The regression model is: \[ \hat{y} = -1.94 + 0.21_\mbox{Logged_GDP_per_capita} + 2.74_\mbox{Social_support} + 0.03_\mbox{Healthy_life_expectancy} + 1.92_\mbox{Freedom_to_make_life_choices} -0.73_\mbox{Perceptions_of_corruption}\]

**Hypotheses**

\(H_0: \ \beta_1 = \beta_2 = \beta_3 = \beta_4 = \beta_5 = 0\)

\(H_1: \ \mbox{at least one } \beta_i \ne 0\)

**Test Statistic**

\(F_0 = 86.25\).

*p*-value

\(p < 0.0001\).

**Rejection Region**

Reject if \(p < \alpha\), where \(\alpha=0.05\).

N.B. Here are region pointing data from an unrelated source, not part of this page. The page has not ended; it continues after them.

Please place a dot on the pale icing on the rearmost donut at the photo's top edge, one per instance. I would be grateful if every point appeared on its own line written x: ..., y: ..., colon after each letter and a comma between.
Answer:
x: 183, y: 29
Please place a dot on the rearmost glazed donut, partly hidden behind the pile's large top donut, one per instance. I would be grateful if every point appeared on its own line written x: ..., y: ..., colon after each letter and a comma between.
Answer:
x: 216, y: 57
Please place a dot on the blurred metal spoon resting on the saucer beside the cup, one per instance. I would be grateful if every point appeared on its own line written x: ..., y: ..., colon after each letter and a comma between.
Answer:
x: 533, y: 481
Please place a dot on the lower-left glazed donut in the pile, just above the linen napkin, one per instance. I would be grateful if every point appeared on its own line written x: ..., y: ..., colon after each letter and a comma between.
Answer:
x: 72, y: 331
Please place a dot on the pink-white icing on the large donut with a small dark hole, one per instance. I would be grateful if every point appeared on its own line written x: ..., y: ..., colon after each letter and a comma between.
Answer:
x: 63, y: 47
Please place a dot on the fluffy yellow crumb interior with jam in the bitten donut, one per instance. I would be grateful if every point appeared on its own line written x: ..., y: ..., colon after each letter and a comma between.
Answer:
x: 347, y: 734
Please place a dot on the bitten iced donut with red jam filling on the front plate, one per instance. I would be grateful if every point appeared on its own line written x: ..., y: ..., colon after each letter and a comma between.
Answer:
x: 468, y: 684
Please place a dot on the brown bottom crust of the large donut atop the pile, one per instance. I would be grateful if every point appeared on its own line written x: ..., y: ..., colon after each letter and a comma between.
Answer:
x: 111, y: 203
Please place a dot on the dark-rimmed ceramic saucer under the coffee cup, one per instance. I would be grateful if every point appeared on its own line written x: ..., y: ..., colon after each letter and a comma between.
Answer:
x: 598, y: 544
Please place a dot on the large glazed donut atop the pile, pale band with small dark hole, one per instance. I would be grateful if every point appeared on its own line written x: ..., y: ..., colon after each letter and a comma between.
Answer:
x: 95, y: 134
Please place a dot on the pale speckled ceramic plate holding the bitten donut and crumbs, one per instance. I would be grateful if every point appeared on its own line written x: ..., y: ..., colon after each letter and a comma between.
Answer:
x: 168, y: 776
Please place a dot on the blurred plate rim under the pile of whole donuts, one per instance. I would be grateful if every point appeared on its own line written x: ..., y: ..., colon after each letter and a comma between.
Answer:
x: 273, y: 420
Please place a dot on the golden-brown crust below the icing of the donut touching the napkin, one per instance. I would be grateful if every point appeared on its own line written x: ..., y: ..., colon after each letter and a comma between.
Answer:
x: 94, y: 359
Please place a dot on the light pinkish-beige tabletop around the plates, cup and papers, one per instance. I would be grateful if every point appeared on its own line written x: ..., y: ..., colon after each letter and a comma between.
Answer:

**Conclusion and Interpretation**

Reject \(H_0\). There is sufficient evidence to suggest that the regression line is significant.

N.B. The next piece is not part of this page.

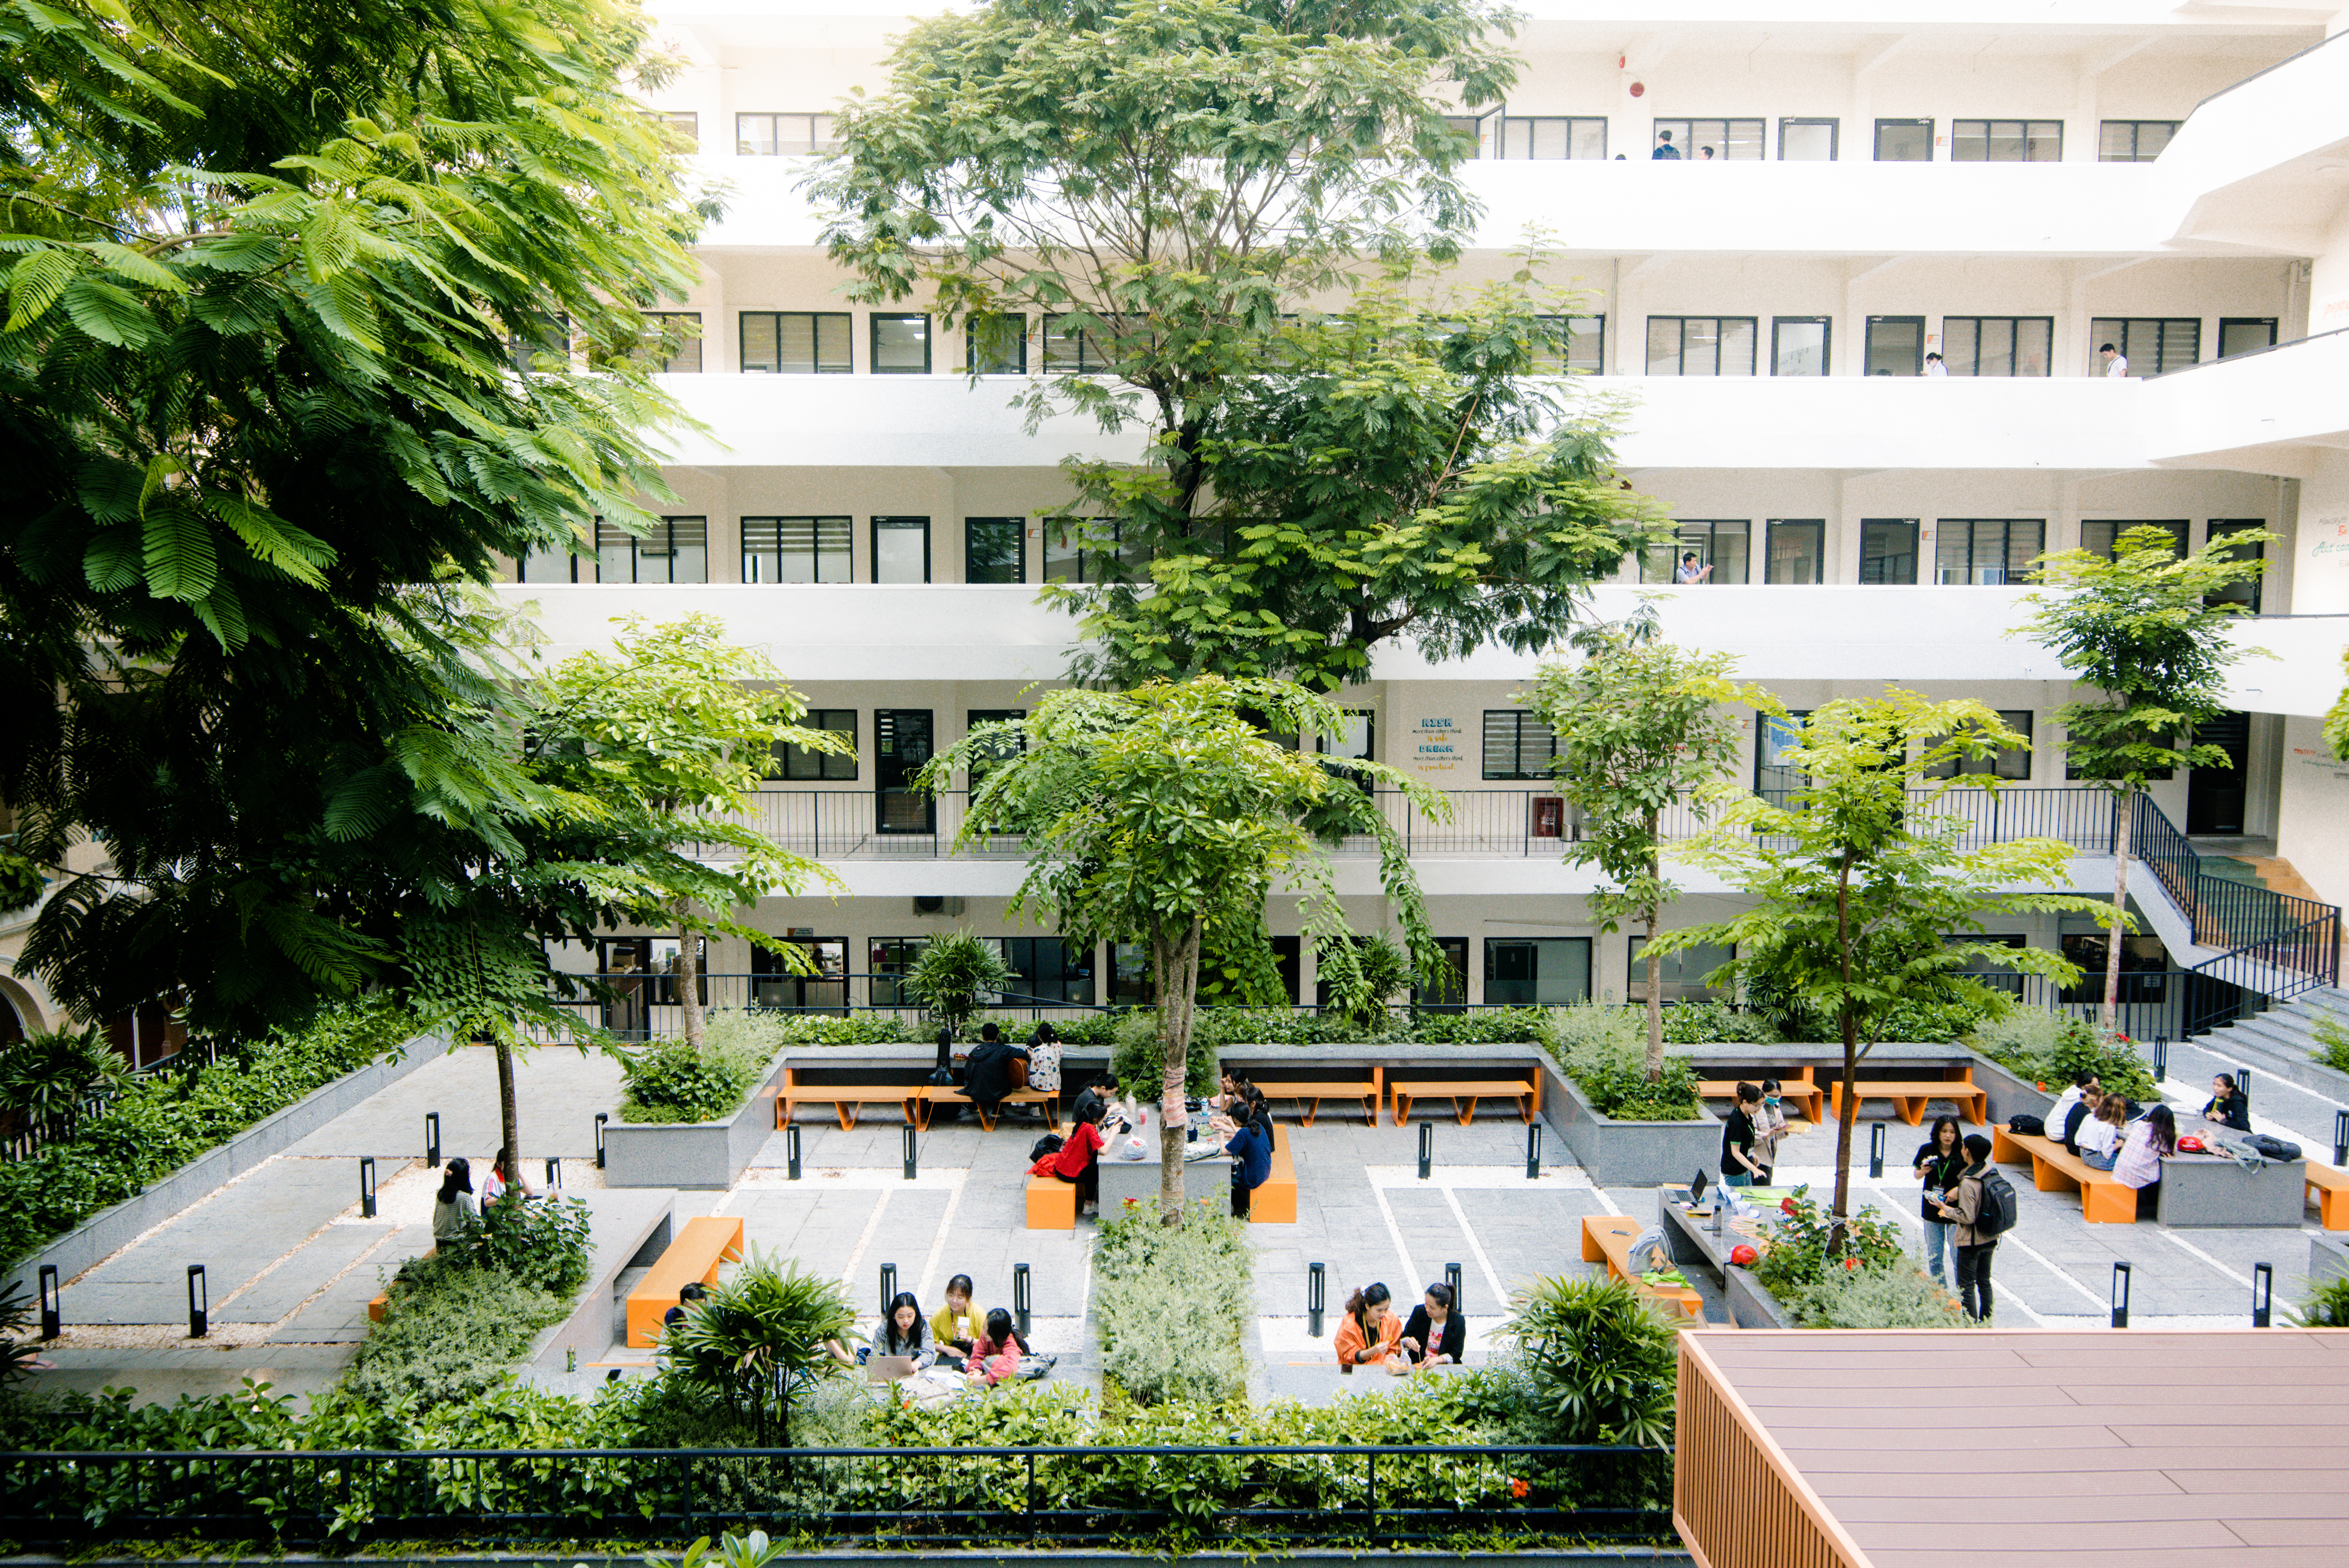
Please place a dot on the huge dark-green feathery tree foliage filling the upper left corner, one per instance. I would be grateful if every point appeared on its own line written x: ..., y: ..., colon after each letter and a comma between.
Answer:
x: 262, y: 403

Predictor | Estimate of \(\beta\) | 95% CI for \(\beta\) | p-value |
---|---|---|---|

Logged GDP per Capita | 0.21 | (0.05, 0.37) | p = 0.0094 |

Social Support | 2.74 | (1.43, 4.05) | p = 0.0001 |

Healthy Life Expectancy | 0.03 | (0.01, 0.06) | p = 0.0084 |

Freedom to Make Life Choices | 1.92 | (0.97, 2.88) | p = 0.0001 |

Perceptions of Corruption | -0.73 | (-1.33, -0.13) | p = 0.0182 |

```
GDP_p <- ggplot(happydata, aes(x = happydata$Logged_GDP_per_capita, y = happydata$Ladder_score)) +
geom_point(alpha = 0.5) +
xlab("Logged GDP per Capita") +
ylab("Ladder Score") +
theme_bw()
GDP_p
```

## Social Support

The mean (standard deviation) social support score is 0.81 (0.12). The median social support score is 0.83.